がん治療 休職日記 毎日日曜日 最近の若い人達

 休職してかえって豊かさを感じるようになったと前回の文章で書きました。そのことで思い出した事があります。いわゆる最近の若い人達です。

 

 新入社員、若手スタッフから定年間近なおじさんまで、組織には世代の広がりがあります。古い世代がよく言います。「最近の若い奴らときたら…」まぁ悪口です。つまり若者の価値観が理解できないという事。世代間の価値観の違い。

 

 私も若い世代の理解のためにいくつも研修を受けました。簡単に理解できない層へのアプローチのため。中間管理職の大事な仕事、次世代の育成が主な目的です。

 研修中の講師でさえ言います。「最近の若い奴らは…」というような批判はずっとあるが、本当に今の若い人たちは全く理解できなし、おかしいと。ただ、現状の分析だけでは現状に対応できませんという研修内容。よく分からなくてもきっとどこかにやる気スイッチはあるのだと。

 若い層の特徴として、学生時代からSNSで経済界の著名人、文化人なりと繋がっていて、ちょっと上の先輩の説教なんてなんて無意味と思っている様です。

 コスパが何より大事で、特に時間については尚更大事に思っていて、二度手間とかは最悪の事態なのだそう。例として先輩が訓練と思い、失敗覚悟でやってみてごらんと言うと、失敗前提なんてあり得ない、やり方があるなら教えて欲しい、それで上手く行くなら最短でできるしやり方わかるなら今後も対応できるますよねという主張。失敗してやり直す訓練なんて時間と労力の無駄、そんな回答をするそうです。

 

 私の部下に1年ちょっと退社した若手スタッフがいました。ちょっと上に2人の先輩がいて、その先輩が昭和の猛烈サラリーマンのような働き方をするスタッフでした。もう一世代古い働き方。私から見ても時代錯誤的で、何度も無理せずに現状から人員不足を社に訴えようと提案しても、やり切りますと聞かないスタッフ。

 退社した若手の最後の発言です。「数年後にあの先輩達みたいな働き方したくありません、あんな風になりたくない」でした。自分の時間を大事にし、コスパを気にかけ、今の世の中の先端の意見を知っている若いスタッフには昭和もモーレツ社員なんて奇異にしか映らなかったのでしょう。

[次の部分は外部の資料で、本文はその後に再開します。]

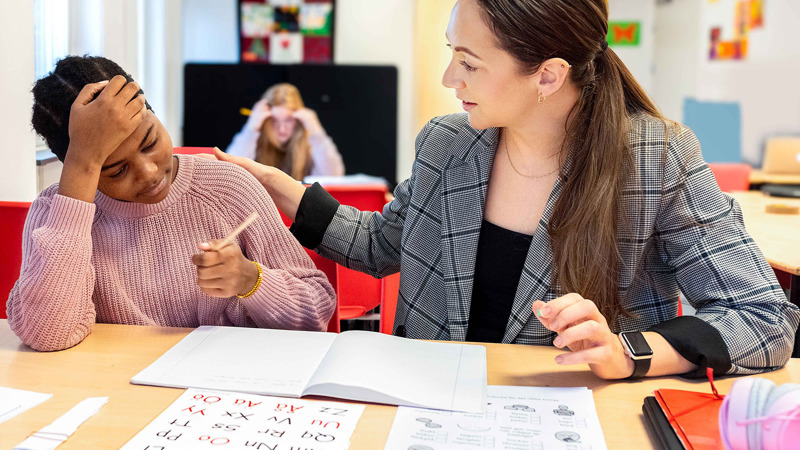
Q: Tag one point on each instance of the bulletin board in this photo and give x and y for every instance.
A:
(286, 31)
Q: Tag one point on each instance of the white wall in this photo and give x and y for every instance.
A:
(381, 32)
(209, 31)
(638, 59)
(18, 167)
(376, 32)
(677, 55)
(764, 84)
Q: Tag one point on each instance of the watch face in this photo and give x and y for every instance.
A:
(637, 345)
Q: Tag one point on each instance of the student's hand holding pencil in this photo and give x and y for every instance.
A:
(222, 269)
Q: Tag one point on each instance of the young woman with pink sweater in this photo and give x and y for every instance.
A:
(129, 233)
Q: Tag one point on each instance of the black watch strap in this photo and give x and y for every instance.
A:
(640, 368)
(638, 350)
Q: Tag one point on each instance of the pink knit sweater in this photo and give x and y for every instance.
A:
(119, 262)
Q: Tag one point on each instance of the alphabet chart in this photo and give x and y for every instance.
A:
(516, 418)
(203, 419)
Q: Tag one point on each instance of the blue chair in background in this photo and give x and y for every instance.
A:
(718, 126)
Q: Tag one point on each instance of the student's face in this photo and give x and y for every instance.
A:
(283, 122)
(141, 169)
(486, 79)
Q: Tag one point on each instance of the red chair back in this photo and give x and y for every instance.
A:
(192, 150)
(12, 220)
(731, 176)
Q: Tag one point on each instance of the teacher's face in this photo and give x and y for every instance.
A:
(486, 79)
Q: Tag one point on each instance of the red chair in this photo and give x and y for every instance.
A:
(12, 220)
(731, 176)
(358, 292)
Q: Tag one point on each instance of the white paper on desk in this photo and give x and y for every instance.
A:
(14, 402)
(517, 418)
(209, 419)
(356, 365)
(241, 360)
(62, 428)
(363, 365)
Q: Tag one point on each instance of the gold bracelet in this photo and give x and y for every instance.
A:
(258, 282)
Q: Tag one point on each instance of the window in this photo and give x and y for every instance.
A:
(50, 40)
(50, 34)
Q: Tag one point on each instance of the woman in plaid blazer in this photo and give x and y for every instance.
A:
(559, 210)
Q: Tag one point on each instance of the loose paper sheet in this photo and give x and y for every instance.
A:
(14, 402)
(517, 418)
(202, 418)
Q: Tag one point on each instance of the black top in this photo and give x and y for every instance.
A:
(693, 338)
(498, 267)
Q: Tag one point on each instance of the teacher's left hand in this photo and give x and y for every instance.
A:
(585, 331)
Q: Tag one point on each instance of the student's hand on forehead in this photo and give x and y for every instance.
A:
(97, 127)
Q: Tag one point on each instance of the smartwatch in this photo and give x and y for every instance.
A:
(636, 347)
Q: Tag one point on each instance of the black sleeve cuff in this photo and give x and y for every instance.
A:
(698, 342)
(314, 214)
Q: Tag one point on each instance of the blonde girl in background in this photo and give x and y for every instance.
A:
(281, 132)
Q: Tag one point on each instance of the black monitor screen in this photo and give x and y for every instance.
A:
(357, 106)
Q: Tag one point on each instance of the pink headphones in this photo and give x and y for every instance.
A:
(758, 415)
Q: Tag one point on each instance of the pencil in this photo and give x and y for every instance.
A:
(227, 240)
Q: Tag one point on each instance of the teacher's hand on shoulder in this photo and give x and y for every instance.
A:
(583, 330)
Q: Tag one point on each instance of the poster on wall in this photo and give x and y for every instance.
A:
(286, 31)
(731, 24)
(624, 33)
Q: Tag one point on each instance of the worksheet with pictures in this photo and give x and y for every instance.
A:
(516, 418)
(228, 420)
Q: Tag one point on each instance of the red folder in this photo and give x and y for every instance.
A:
(694, 417)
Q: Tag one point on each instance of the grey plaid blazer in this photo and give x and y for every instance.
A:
(682, 233)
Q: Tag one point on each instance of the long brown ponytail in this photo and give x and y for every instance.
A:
(584, 226)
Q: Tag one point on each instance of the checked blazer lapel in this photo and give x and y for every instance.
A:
(534, 283)
(463, 193)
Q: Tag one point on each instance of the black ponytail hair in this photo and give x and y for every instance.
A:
(54, 95)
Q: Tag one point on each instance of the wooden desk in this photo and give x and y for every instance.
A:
(757, 176)
(104, 363)
(778, 237)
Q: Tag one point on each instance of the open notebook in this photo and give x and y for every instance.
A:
(355, 365)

 実際には局所的な現象なのですが、そこまでの分析をせず退社を決めたのかと思います。転職先は現状と同内容の会社。つまり業務自体は嫌ではなかったって事。中間管理職の責任を感じた退職でした。未来を信じさせてやれませんでした。スタッフごとの特徴が社風と勘違いしたのかも知れません。

 

 言いたいのは、若い人が分からないという事ではありません。存外生きていくという観点から見ると、普通の感覚の持ち主なのではという事です。

 

 自分の人生を自分の事情を優先して生きている。だから時間を大事にして、先端の考えに敏感で、コストに見合ったリターンを求めるし、変なストレスなんて馬鹿馬鹿しいのかと。会社人間に価値を見出していません。自分時間を確保し、会社では自分の好きな業務を中心に働きたい。理想かも知れませんが理解できます。

 

 そして、私はこうした考えを休職したからこそ、感覚を共有できるなと感じています。私も私の事情を最優先して治療に専念することにしたのです。自分事情を大事にしたい層が存在する事自体、自然なことかと思うのです。休職しようと考え始めた時から、時間が自由、空間が自由、スケジュールが自由になったらと、そう考えても決して悪い事とは思わなくなっています。

 

 サラリーマンが会社事情を常に優先して勤務し、40年近くを生きるのだと考えるなら、休職することでそうした考えから、一足先に抜け出すことができました。